Mayo Clinic Blames Tanning Salons For Sharp Increase In Melanoma Cases
April 2, 2012

Mayo Clinic Blames Tanning Salons For Sharp Increase In Melanoma Cases

Even as the rates of some cancers are falling, an alarming trend among people under 40 in the dramatic rise of skin cancer has been observed by researchers at Mayo Clinic. Health officials are specifically citing tanning salons as a major source of the increase, the April issue of Mayo Clinic Proceedings suggests.

Researchers examined records from a decades-long database of all patient care in Olmsted County, Minn., and looked for first-time diagnoses of melanoma in patients ages 18-39 from 1970 to 2009, writes Janice Lloyd for USA Today. Melanoma cases increased eightfold among women in that time and fourfold for men, the authors say.

Report co-author Jerry Brewer, a dermatologist at the Mayo Clinic told Lloyd: “We need to get away from the idea that skin cancer is an older person´s disease.”

“We anticipated we´d find rising rates, as other studies are suggesting, but we found an even higher incidence than the National Cancer Institute had reported using the Surveillance, Epidemiology and End Result database, and in particular, a dramatic rise in women in their 20s and 30s.”

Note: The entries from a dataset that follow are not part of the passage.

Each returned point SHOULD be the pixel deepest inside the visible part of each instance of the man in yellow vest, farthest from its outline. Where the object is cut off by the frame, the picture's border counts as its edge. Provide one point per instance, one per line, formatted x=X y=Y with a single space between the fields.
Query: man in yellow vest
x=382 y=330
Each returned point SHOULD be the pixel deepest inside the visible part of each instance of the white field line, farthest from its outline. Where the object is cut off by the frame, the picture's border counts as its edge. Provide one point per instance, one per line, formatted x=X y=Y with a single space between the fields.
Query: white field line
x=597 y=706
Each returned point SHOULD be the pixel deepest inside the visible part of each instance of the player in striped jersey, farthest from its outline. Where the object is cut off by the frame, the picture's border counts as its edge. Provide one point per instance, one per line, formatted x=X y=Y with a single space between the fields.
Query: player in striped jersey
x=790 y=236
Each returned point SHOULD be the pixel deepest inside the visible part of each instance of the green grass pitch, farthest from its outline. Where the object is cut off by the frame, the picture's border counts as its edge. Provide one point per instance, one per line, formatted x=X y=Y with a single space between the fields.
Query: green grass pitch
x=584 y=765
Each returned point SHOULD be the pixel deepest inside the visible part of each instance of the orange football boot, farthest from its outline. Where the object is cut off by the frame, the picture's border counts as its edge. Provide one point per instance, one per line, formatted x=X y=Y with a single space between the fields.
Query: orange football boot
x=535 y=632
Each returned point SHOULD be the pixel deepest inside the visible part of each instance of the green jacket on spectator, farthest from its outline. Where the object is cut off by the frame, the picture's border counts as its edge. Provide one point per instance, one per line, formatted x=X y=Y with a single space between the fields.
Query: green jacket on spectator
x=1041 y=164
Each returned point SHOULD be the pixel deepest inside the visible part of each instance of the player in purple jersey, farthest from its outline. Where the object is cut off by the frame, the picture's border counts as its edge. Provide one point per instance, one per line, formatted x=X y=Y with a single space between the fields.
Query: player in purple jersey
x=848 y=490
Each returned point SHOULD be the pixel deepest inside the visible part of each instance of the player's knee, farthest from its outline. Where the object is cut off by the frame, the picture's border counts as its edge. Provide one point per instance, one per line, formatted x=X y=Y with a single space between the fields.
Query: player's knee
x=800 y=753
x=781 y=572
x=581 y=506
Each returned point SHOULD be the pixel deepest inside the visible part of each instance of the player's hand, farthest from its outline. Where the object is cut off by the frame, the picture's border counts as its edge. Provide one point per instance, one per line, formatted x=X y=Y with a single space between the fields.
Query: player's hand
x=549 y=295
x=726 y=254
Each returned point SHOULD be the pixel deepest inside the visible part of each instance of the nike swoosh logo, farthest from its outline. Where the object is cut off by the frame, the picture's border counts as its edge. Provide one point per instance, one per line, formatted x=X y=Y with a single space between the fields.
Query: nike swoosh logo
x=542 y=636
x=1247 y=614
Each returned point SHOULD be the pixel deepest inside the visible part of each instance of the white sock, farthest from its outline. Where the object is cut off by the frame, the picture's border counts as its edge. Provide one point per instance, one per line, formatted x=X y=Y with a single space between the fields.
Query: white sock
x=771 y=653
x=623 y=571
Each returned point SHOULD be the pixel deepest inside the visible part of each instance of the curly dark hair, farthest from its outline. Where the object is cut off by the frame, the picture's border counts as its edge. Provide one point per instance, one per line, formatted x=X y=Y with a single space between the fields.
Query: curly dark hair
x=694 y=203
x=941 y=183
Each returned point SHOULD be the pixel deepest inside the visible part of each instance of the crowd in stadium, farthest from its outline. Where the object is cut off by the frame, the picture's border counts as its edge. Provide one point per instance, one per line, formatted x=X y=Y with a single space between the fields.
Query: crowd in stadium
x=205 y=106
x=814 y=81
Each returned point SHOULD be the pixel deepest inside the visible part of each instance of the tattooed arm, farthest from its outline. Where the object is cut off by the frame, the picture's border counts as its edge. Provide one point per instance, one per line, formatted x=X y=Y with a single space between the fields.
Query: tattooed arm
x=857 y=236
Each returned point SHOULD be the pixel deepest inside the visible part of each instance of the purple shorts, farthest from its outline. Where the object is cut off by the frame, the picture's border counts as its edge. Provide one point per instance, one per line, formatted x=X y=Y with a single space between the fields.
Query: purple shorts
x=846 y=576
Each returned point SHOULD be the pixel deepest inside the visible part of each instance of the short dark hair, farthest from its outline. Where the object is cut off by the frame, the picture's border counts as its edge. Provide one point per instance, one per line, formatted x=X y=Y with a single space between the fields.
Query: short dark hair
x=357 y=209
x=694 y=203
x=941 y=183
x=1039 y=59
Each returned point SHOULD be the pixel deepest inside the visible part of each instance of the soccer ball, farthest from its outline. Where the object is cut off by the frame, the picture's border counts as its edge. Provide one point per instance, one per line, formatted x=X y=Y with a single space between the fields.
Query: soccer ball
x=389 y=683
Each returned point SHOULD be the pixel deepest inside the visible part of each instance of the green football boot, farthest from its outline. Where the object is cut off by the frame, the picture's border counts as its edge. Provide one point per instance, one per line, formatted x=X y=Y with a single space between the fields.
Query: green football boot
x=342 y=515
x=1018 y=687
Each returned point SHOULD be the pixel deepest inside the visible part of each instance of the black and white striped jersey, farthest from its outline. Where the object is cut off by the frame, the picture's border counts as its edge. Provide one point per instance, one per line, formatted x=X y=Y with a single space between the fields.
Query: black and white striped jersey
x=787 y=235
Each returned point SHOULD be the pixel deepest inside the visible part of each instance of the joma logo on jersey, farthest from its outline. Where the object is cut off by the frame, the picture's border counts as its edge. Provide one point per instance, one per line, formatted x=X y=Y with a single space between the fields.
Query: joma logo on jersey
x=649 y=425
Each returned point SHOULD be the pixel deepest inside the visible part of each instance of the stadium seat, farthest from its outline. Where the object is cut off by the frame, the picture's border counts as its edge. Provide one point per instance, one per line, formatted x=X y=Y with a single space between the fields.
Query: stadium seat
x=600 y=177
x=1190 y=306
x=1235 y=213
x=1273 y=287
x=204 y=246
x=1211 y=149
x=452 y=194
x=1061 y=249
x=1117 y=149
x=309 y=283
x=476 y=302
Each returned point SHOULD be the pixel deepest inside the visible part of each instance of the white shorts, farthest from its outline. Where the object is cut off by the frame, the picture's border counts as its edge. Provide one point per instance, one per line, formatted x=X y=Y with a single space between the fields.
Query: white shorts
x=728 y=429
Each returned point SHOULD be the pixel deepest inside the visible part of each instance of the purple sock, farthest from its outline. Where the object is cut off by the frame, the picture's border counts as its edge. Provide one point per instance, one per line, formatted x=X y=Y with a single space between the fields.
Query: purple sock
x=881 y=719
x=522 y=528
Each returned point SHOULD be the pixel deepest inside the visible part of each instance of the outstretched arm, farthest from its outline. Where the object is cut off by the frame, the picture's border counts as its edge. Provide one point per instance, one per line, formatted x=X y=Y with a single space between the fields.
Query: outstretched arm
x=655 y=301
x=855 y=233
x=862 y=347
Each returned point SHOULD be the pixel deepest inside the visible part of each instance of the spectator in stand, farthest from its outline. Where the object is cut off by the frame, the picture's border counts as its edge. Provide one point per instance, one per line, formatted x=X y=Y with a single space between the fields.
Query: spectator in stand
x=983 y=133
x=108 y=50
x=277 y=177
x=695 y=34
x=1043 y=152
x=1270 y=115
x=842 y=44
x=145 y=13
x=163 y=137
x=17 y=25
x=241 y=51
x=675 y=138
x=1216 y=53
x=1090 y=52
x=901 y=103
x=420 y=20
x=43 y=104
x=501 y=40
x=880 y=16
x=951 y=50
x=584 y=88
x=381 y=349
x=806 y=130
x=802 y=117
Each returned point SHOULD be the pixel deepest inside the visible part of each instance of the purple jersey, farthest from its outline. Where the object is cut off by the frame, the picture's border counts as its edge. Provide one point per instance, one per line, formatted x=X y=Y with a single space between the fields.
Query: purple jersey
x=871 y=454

The findings might be explained by gender-specific behaviors addressed in other studies, the authors wrote. “Young women are more likely than young men to participate in activities that increase risk for melanoma, including voluntary exposure to artificial sunlamps.”

A major government study published last Wednesday reported that while new cases of many of the most common cancers are declining, melanoma cases are increasing.

Physician Marcus Plescia, director of the division of cancer prevention for the Centers for Disease Control and Prevention, explained to Lloyd: “We´re very concerned about the melanoma rates and the damage done by early exposure to sun, but also the increasing use of tanning beds.”

“I think (TV) shows like Jersey Shore portray healthy people as someone who has a great tan,´´ says Laura Hopwood, 22, who was diagnosed with melanoma a year ago. “Somehow you´re not attractive unless you´re deeply tanned. Before I developed melanoma, a friend scolded me about not using sunscreen.”

Hopwood says she did not do enough to protect herself from sun damage but has never used a tanning bed. Her parents have not had melanoma. A surgeon made an incision from below her left eye to nearly her chin to remove damaged skin and now receives routine skin checkups twice per year.

“The people most affected are not just Baby Boomers but actually young adults,” says Hopwood´s dermatologist, Kavita Mariwalla, director of dermatological surgery at Beth Israel Medical Center in New York. “Tanning before prom or big events has become a ℠norm´ for many teenagers.”

“What they don´t know is that each time they visit a tanning booth, their risk of skin cancer rises.”

While the study showed melanoma in young people is on the rise, researchers found deaths caused by this most deadly type of skin cancer actually declined in this group, writes Louise Chang, MD for WebMD.

“People are now more aware of their skin and of the need to see a doctor when they see changes,” says Brewer. “As a result, many cases may be caught before the cancer advances to a deep melanoma, which is harder to treat.”